4. Human override at any time: add `state:blocked` to halt, edit a comment to steer the next agent, or manually re-dispatch a specific role to retry a stuck stage. All required inputs must be explicit — agents will not infer missing values from labels or history:

```bash
# Re-dispatch the planner (e.g. spec ran but planner stalled)
gh workflow run planner-agent.lock.yml -f issue_number=<N> -f iteration=1

# Re-dispatch the implementer — first attempt (opens a new draft PR)
gh workflow run implementer-agent.lock.yml -f issue_number=<N> -f iteration=<N>

# Re-dispatch the implementer — kickback (updates the existing PR)
gh workflow run implementer-agent.lock.yml -f issue_number=<N> -f iteration=<N> -f pr_number=<PR-N>

# Re-dispatch the reviewer
gh workflow run reviewer-agent.lock.yml -f pr_number=<PR-N> -f issue_number=<N> -f iteration=<N>
```

5. **Retrying a blocked task** (pipeline stalled, not just a single stage): clear `state:blocked`, then re-add `agent-team`. Spec-agent treats it as a fresh dispatch (because the state:* labels are gone and the spec markers are already satisfied — actually: to redo from scratch, also delete the prior spec comment).

## Limits and gotchas

- **Concurrency**: each workflow uses `concurrency: group: agent-team-issue-${issue_number}` so only one role runs at a time per issue.
- **Max iterations**: default 3 (reviewer kickback → implementer). The counter lives on the `iteration` input passed through the dispatch chain, bumped exclusively by the reviewer on kickback.
- **Input propagation**: planner / implementer / reviewer must fail loudly if required `workflow_dispatch` inputs are missing. Do not rely on label search or recent-activity inference as a fallback.
- **Input propagation**: planner / implementer / reviewer fail loudly if required `workflow_dispatch` inputs are missing or unresolved. When `issue_number` is present, the stalled agent adds `state:blocked` and posts: `🛑 agent-team: workflow_dispatch inputs were not propagated. Re-dispatch with valid inputs.` When `issue_number` itself is absent, the agent emits a `missing_data` safe-output and terminates. Neither case infers missing values from labels or activity. Re-dispatch manually with all inputs explicit to recover (see step 4 above).
- **`pr_number` on the implementer**: optional input. Blank or absent means first attempt — the implementer opens a new draft PR. A real PR number (passed by the reviewer on kickback) tells the implementer to push updates to the existing PR branch instead of opening a new one.
- **Non-UI only**: no screenshot capture. Reviewer validates via tests/CI status + reading the diff.
- **Cost**: a single task can easily spend 4× the tokens of a monolithic workflow.
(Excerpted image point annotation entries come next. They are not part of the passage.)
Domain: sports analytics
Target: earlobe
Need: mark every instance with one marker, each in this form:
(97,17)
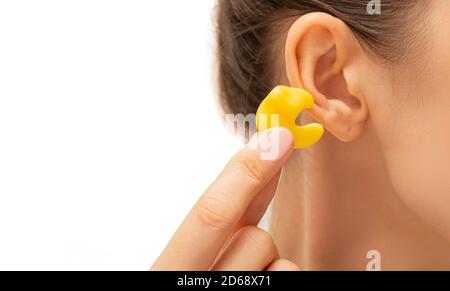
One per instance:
(323,57)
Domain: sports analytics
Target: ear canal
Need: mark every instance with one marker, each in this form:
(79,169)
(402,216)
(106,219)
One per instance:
(282,107)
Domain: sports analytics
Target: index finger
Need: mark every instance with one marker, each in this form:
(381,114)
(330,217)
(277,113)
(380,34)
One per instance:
(204,231)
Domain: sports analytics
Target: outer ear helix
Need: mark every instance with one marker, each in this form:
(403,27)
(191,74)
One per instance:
(282,107)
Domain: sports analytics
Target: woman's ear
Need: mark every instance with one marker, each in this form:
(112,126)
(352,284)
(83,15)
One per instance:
(323,57)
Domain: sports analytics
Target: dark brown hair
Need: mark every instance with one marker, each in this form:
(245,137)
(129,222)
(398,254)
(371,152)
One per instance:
(246,31)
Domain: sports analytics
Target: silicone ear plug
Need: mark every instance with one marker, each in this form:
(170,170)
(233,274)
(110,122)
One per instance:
(282,107)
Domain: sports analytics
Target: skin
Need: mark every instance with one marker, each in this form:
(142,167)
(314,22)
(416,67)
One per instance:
(378,180)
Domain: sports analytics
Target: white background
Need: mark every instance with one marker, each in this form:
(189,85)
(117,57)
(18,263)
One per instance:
(109,129)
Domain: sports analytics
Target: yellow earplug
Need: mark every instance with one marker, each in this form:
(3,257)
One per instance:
(282,107)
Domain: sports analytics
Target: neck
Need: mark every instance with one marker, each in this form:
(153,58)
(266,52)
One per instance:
(335,203)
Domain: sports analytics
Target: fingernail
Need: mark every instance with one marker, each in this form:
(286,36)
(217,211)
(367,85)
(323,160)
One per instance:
(274,143)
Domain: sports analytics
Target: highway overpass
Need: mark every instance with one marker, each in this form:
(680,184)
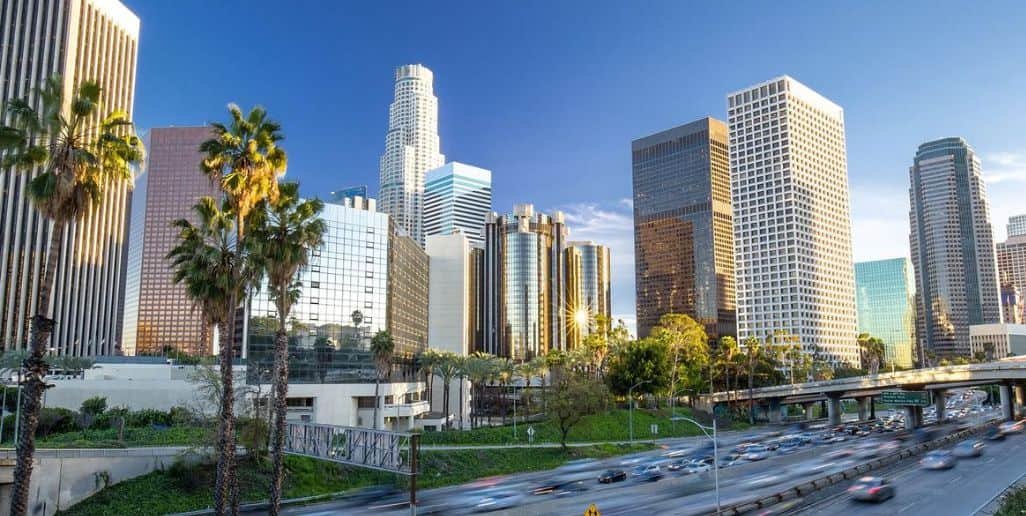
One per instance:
(1010,374)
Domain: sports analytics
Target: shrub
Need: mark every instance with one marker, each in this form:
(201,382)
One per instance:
(94,405)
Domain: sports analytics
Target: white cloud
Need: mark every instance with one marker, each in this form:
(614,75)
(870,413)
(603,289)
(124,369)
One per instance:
(613,226)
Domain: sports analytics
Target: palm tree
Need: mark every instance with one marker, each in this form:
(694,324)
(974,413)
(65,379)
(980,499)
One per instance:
(245,160)
(382,347)
(753,351)
(447,369)
(72,156)
(289,231)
Set `timeout-minutes` conservatively and monitor the first few runs.
- **No auto-merge**: the reviewer approves but never merges. Humans merge.
- **Dispatch visibility**: each `dispatch-workflow` call shows up as a new run in the Actions tab, linked to the upstream run. Makes the chain visible.

## Troubleshooting

### `state:blocked` with "workflow_dispatch inputs were not propagated"
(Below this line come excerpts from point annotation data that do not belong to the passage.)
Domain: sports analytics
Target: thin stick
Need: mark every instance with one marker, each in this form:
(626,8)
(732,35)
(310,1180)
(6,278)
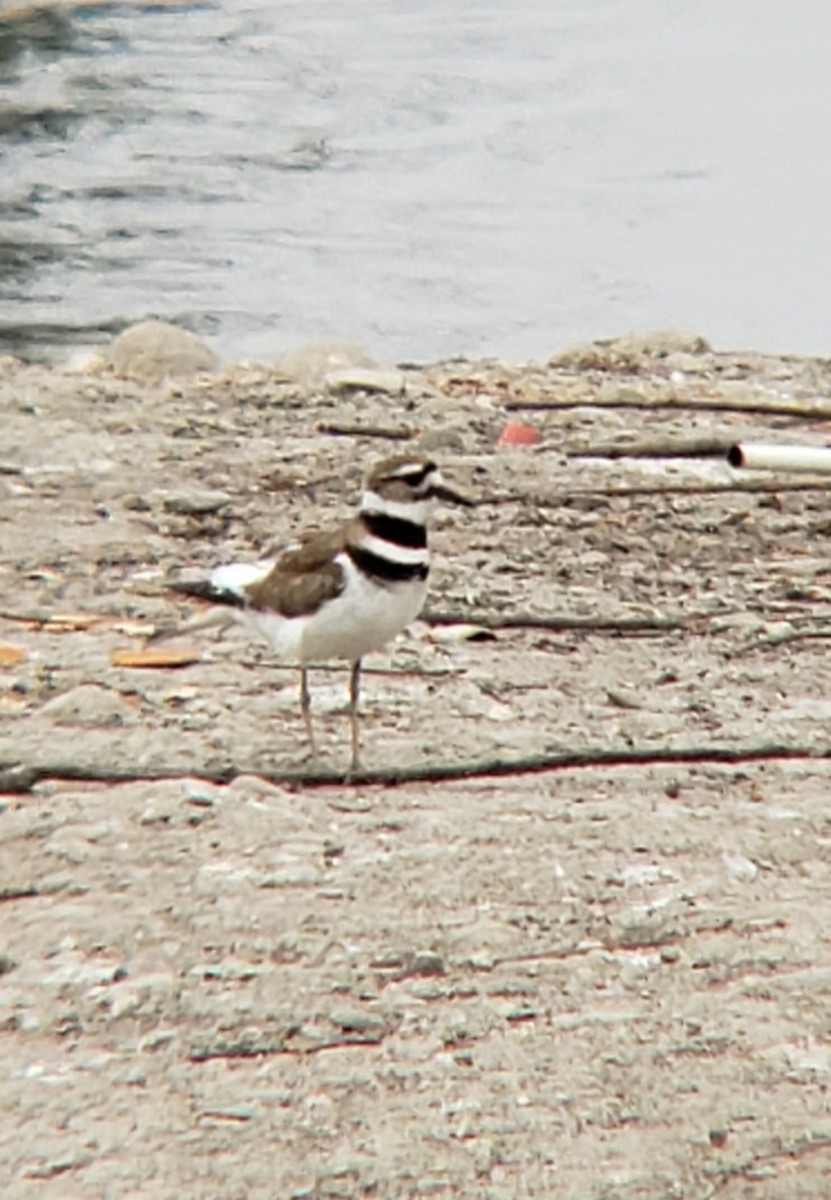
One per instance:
(560,623)
(656,448)
(400,433)
(23,778)
(705,405)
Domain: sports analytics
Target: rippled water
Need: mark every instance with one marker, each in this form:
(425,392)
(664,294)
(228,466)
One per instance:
(425,179)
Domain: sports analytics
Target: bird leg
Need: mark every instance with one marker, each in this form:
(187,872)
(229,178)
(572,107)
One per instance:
(305,708)
(354,690)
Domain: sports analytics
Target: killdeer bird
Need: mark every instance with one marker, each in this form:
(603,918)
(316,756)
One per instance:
(344,593)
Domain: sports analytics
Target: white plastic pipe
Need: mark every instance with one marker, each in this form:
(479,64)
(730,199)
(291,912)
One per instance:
(758,456)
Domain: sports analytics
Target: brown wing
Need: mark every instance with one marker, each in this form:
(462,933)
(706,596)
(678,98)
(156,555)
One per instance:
(304,579)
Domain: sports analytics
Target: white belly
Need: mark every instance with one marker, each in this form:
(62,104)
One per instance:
(363,618)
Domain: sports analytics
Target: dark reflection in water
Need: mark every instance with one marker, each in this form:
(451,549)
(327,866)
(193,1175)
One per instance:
(42,30)
(423,179)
A downstream agent received an empty or unresolved input. To recover:

1. Remove the `state:blocked` label.
2. Re-dispatch the stalled role manually, passing every required input explicitly (see step 4 above). Agents never infer missing values — omitting any input will re-trigger the same block.
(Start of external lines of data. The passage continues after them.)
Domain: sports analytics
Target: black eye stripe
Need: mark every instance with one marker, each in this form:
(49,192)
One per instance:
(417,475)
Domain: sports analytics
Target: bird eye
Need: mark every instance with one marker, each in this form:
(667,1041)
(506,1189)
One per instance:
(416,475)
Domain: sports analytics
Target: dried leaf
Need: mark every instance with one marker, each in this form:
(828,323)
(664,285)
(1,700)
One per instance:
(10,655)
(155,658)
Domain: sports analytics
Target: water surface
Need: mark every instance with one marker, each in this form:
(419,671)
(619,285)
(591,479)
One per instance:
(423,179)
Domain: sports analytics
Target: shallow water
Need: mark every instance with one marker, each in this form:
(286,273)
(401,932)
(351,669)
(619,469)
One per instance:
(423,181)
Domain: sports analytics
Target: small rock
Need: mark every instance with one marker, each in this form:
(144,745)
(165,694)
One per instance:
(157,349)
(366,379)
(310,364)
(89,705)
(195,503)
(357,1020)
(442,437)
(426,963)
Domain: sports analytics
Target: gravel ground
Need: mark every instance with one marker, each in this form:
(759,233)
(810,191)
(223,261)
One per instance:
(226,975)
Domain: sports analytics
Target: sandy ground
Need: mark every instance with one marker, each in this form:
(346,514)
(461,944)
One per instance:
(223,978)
### Implementer opened a new PR instead of updating the existing one

The `pr_number` input was blank or absent during a kickback dispatch. The implementer always treats a missing `pr_number` as "first attempt → open new PR." Close the duplicate, then re-dispatch with the correct `pr_number`:

```bash
gh workflow run implementer-agent.lock.yml \
-f issue_number=<N> -f iteration=<N> -f pr_number=<existing-PR-number>
```

### Spec agent did nothing after the `agent-team` label was added

By design: spec-agent exits silently if the issue already has any `state:*` label or a `<!-- agent-team:spec -->` block. Remove stale `state:*` labels from a prior run, then re-add the `agent-team` label. To rerun from scratch, also delete the prior spec comment.